In my case, the story or scene comes to me and I have to follow where it leads. Okay, I could ignore them when they pop into my head but, in the end, they wear me down.

It's far easier to follow the story.

 I've said this in other posts but I see it now more as I'm reaching the end of my first novel and watching how everything is falling into place so perfectly.

This is how it's supposed to be. I needed to distance myself from my novel to reach this point. Things can't be included simply because I like the way they sound. In the end, the story is not about me.

Thursday, January 5, 2012

Pop Culture Reference in Fiction

I just finished reading The Guardian by Sherrilyn Kenyon. It was an interesting story. I might have to check out her other books. What bothered me about the story, though, were the pop culture references.

I don't like them in my fiction, especially not my fantasy. They pull me out of the story. They date the book. I want people ten years or even twenty years from now to be able to understand my stories. I'm pretty sure this topic has been discussed countless times. I guess it comes down to personal preference.

I get annoyed when I read technology articles written in the early 90s that calls the internet the World Wide Web. Every time read it I go, "No one calls it that anymore!" I know an article is not fiction but it still annoys me. An author using technology terms runs the risk of, down the line, turning readers off. The Guardian mentioned an iPhone. Ten years from now people may not know what an iPhone is. Okay. We all know iPhones aren't going anywhere anytime soon but that's beside the point.

Some stories written several years ago mention movies, music artists or events I've never heard of and the metaphor goes right over my head. Even now, an author runs the risk of using a pop culture reference the reader's never heard of. Needless to say, I don't use them in my stories. I don't mind coming across them in books as long as the story is well written and they're used sparingly. I liked The Guardian well enough. Even though the pop culture references pulled me from the story, they didn't turn me off it. I liked the male protagonist so much!
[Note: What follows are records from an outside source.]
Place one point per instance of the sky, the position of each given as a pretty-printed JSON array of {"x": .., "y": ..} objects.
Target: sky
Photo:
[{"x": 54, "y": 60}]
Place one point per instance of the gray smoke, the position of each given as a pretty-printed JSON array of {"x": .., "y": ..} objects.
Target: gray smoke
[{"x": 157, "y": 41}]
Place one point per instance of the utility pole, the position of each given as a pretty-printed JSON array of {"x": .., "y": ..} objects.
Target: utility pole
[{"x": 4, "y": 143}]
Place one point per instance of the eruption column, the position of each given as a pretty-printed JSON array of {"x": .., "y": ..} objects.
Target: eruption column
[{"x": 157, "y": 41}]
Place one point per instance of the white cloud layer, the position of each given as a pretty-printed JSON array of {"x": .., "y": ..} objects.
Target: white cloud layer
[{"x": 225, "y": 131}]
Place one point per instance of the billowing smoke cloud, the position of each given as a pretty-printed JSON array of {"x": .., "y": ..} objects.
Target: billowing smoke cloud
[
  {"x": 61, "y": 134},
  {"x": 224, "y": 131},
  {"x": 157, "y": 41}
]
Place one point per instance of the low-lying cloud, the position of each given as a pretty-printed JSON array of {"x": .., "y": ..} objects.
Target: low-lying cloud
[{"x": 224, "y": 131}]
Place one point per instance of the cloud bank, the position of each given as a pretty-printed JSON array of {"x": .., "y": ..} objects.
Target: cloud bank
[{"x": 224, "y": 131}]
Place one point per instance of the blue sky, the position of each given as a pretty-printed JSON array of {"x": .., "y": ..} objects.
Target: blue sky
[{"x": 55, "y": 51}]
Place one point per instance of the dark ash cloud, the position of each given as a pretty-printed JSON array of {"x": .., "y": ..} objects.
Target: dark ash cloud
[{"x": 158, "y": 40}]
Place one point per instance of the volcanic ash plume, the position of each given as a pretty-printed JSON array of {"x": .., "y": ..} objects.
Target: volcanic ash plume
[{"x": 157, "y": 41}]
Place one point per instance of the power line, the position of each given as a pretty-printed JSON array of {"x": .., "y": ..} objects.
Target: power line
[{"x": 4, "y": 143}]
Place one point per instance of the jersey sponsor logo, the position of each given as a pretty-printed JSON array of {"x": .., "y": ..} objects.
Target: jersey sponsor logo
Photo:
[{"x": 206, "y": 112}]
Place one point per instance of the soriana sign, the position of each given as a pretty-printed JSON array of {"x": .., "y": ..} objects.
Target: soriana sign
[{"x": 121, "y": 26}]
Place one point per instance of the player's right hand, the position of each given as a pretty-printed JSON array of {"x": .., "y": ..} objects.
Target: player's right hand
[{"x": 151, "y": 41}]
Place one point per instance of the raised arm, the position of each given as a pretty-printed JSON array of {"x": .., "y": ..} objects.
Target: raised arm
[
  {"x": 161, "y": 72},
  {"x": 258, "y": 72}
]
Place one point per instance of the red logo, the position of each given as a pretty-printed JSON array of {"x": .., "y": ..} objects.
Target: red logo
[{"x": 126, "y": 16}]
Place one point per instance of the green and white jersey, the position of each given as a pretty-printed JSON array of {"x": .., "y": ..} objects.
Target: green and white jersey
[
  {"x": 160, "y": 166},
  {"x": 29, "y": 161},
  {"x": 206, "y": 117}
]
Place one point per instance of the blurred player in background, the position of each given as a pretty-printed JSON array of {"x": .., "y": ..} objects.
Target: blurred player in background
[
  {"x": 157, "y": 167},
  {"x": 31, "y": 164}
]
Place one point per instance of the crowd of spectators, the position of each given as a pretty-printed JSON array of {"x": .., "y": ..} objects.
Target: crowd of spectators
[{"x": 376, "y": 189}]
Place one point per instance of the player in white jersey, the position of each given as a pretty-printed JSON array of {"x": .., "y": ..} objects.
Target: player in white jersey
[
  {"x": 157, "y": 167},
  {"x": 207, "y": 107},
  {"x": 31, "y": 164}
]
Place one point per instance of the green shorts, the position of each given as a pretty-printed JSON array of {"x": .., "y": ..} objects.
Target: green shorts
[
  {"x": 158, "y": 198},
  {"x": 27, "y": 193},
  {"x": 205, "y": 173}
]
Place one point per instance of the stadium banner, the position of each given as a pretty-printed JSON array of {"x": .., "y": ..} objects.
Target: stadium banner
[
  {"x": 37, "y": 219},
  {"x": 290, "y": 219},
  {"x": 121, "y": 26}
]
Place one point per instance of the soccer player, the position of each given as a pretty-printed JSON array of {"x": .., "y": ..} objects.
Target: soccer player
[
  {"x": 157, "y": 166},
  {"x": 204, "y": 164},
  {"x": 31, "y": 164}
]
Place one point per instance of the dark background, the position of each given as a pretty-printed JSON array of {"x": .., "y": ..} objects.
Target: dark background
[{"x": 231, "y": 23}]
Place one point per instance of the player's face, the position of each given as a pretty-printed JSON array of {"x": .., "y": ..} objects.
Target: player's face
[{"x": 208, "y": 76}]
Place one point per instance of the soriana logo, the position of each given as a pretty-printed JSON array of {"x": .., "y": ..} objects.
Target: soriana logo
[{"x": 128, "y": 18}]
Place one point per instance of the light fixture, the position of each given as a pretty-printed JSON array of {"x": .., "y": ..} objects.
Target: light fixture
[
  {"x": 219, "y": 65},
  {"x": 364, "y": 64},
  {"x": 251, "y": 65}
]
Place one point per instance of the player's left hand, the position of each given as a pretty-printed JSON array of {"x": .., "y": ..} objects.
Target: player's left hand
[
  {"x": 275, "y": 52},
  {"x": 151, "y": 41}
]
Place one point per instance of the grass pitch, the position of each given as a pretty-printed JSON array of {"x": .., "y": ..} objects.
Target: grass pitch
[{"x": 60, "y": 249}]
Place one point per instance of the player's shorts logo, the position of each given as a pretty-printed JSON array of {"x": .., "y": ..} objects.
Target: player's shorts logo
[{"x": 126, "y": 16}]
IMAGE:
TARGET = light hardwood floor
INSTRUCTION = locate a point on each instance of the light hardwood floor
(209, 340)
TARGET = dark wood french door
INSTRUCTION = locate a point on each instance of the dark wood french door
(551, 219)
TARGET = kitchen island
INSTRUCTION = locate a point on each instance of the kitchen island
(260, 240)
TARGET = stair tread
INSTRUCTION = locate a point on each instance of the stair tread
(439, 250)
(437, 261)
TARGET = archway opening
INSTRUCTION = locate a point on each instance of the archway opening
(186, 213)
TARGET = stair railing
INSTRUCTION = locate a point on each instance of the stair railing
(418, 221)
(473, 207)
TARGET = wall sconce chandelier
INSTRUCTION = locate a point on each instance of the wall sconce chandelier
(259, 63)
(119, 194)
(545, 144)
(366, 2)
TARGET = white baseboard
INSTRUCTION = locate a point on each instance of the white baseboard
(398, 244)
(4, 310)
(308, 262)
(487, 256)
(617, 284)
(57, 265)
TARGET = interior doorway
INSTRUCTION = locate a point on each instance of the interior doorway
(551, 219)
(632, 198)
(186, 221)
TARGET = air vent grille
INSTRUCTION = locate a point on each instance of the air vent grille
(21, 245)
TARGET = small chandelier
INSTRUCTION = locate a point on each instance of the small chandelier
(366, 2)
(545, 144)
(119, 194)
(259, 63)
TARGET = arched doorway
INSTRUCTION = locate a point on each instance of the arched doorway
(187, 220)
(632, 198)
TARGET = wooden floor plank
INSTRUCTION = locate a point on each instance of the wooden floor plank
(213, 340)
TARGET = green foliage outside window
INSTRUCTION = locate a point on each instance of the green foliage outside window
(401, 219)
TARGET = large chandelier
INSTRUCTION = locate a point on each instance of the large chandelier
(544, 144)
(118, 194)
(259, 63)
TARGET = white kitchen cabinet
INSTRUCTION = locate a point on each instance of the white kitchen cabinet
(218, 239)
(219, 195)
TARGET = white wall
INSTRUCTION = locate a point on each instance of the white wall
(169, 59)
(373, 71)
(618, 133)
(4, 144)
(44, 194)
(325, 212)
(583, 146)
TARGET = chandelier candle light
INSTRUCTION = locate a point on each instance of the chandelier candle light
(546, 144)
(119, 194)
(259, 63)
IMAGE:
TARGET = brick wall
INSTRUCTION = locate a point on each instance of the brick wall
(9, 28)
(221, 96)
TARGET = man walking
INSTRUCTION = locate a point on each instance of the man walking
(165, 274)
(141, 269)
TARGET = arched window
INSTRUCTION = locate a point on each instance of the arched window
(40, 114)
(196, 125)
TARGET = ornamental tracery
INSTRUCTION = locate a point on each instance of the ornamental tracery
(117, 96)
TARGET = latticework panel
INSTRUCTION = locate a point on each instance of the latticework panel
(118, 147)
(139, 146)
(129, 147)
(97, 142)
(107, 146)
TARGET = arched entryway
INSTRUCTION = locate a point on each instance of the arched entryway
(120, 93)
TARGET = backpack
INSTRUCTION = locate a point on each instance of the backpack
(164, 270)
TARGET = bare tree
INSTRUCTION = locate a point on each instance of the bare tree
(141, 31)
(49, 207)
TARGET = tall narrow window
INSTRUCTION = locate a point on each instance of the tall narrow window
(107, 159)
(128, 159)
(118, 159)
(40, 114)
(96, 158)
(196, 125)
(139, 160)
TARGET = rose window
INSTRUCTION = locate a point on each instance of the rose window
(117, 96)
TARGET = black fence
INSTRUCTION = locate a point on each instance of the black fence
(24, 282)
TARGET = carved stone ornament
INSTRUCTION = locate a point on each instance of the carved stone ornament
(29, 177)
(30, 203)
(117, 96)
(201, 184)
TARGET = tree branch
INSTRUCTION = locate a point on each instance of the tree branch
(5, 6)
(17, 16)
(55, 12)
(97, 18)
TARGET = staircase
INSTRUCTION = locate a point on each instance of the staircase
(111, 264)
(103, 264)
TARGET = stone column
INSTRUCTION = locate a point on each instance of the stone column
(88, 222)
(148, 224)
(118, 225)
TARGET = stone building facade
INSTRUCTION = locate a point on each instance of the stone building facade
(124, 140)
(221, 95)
What's your take on pop culture reference in fiction?

Sunday, January 1, 2012

The New Year

I used to make New Years Resolutions, don't anymore. I never keep them. I have goals for the year. Hmm, is there a different? To me, goals sound more...tangible.

Since I'm finished with school, I have a lot of planning to do. You know the whole- what do I do now kind of thing. Fortunately, I've been giving this a lot of thought so; I have an idea of what I want to do.

First on my list- get a job. This one has a giant star beside it and probably needs its own post. As they say, getting a full-time job is a full-time job and it's gotten much harder since I'm competing with like hundreds of people. Job hunting has become more like marketing. This is good practice since the success of an author rests on how well they promote their book.

Next, I want to finish my novel by mid-January so others can read it. This has a huge star beside it too. I still have a lot of editing to do but if I work on it every day, I should be finished in time. I'm forming a plan of attack for what to do after this novel is finished. Some details still need to be ironed out.

I'll also add being more active on Social Media, cause I really need to be. That requires its own plan of attack. Social Networking is a lot of fun but a lot of work and it can be time consuming if you let it.

I've been slacking off on my reading and obviously, my writing is suffering. I need to do something about that. I'm reading this fantasy book and noticing it's gotten easier for me to form scenes for my novel.

I'll have more goals and more plans down the line. Hopefully, by then, I'll have nailed down a plan for these.